When news broke in late 2009 that Exile On Main St. would be rereleased in a deluxe package as a 2-CD set with ten previously unreleased bonus tracks, there was a great deal of anticipation among hardcore Stones fans. Possibly the best album of their career would now have ten additional songs that had been left on the cutting room floor. Then the news came out that many of the tracks were left unfinished. Some had no lyrics, some were missing crucial elements (like lead guitar). The decision the Stones made to go in and write new lyrics, add new vocals, and new overdubs was greeted with a great deal of skepticism.

Turns out, there was no need for skepticism.

I’m not going to parse what’s “authentic” and what’s not on the bonus tracks. As a whole, they’re excellent whether the vocal was done in 1972 or 2009. To my ears, they all sound like they’ve been mastered using modern technology, and Jagger’s vocals on the unheard material sounds suspiciously like it’s a more recent vintage…but they’re still the best vocals he’s laid down in ages. From a sonic perspective, the unreleased songs sound brighter and cleaner than Exile‘s famous murkiness, but that’s not really a drawback.

“Pass The Wine (Sophia Loren)” has a killer harmonica solo and the soul sister backing vocals that highlighted many of the Exile tracks, but in some ways it sounds to me more like a Goat’s Head Soup outtake overdubbed to sound like Exile.

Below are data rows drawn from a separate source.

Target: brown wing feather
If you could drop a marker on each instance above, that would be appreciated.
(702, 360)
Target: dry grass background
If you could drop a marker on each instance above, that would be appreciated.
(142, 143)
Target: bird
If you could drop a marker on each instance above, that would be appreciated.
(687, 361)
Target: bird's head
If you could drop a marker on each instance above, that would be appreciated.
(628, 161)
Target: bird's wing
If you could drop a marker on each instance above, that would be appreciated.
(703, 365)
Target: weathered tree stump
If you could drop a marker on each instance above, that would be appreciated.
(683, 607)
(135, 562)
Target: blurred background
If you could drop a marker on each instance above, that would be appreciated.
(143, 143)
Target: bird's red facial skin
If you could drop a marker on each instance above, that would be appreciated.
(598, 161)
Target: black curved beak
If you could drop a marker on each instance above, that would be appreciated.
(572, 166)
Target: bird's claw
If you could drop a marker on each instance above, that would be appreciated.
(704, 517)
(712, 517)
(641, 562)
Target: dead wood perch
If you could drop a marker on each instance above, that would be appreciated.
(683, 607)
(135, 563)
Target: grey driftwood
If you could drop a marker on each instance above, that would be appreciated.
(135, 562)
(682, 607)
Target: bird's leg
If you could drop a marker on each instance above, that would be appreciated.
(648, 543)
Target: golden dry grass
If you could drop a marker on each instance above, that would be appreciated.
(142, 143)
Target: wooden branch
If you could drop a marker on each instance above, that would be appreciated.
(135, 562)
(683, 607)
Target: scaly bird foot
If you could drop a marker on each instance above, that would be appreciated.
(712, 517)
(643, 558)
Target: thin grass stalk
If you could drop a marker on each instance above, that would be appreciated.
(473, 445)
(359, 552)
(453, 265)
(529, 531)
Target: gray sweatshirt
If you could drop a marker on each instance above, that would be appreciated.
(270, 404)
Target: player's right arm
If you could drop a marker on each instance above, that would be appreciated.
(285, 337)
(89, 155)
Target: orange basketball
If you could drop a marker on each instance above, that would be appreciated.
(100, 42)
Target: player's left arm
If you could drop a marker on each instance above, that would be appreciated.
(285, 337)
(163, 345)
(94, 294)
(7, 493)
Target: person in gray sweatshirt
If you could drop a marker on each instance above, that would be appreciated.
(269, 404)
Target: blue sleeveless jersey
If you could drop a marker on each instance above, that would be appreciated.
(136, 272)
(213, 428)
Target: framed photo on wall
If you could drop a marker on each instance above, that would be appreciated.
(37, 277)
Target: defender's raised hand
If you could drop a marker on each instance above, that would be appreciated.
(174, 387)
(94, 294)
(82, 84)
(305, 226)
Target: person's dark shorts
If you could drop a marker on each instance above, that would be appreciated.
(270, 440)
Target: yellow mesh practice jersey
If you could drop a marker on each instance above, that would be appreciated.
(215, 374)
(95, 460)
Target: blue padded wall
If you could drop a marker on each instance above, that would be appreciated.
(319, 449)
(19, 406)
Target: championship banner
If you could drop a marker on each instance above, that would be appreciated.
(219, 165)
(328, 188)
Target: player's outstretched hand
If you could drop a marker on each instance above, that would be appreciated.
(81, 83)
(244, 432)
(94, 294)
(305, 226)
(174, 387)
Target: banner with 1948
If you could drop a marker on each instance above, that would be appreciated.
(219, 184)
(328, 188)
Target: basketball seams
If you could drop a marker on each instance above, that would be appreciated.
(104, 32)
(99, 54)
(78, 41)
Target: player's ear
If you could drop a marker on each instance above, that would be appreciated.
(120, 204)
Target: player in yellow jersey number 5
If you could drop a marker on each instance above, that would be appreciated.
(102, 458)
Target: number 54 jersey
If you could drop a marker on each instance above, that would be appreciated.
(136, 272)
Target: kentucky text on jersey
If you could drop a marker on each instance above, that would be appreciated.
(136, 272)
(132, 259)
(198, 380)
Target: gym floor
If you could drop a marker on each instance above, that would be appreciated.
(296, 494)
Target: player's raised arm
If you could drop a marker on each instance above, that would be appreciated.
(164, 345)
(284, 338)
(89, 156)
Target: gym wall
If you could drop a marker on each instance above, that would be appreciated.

All the same, while it’s not of the same quality as songs like “Tumbling Dice” or “Loving Cup,” it blends in nicely with those songs, carrying a similar groove and vibe.

The second track, and single release, is “Plundered My Soul,” which features newly overdubbed guitar from Mick Taylor, who was invited back to put his special touch on the song. It was a wise choice. Taylor was the best guitarist the Stones ever had, and his distinctive blues picking is a pleasure to hear after so many years of the Keith Richards/Ronnie Wood rhythmic “art of weaving.” The vocal sounds suspiciously recent, but it’s excellent. It’s a fantastic track that gets better with each listen and the best single the Stones have released since God knows when. Maybe since “Tumbling Dice.” It’s the kind of song that’s easy to imagine blasting out of a portable transistor radio in a 1970s summer and if there were any justice in the world it would be a lot more successful than the latest single by the chart toppers of 2010.

“I’m Not Signifying” slows it down with a great boogie piano worthy of Johnnie Johnson. Jagger’s vocal is slurred and thick, and Charlie Watts rides the beat like a demon. The drums on these tracks are apparently the only instrument that didn’t need any touch up…they were perfect as is. Just more proof that Charlie Watts is a human drum machine. This track is the one that sounds most like a finished song from 1972, and it’s easy to picture it on the album in place of a similar song like “Hip Shake” or “Casino Boogie.” It’s probably why the song was left off the album, because there were other, better, songs of the same style.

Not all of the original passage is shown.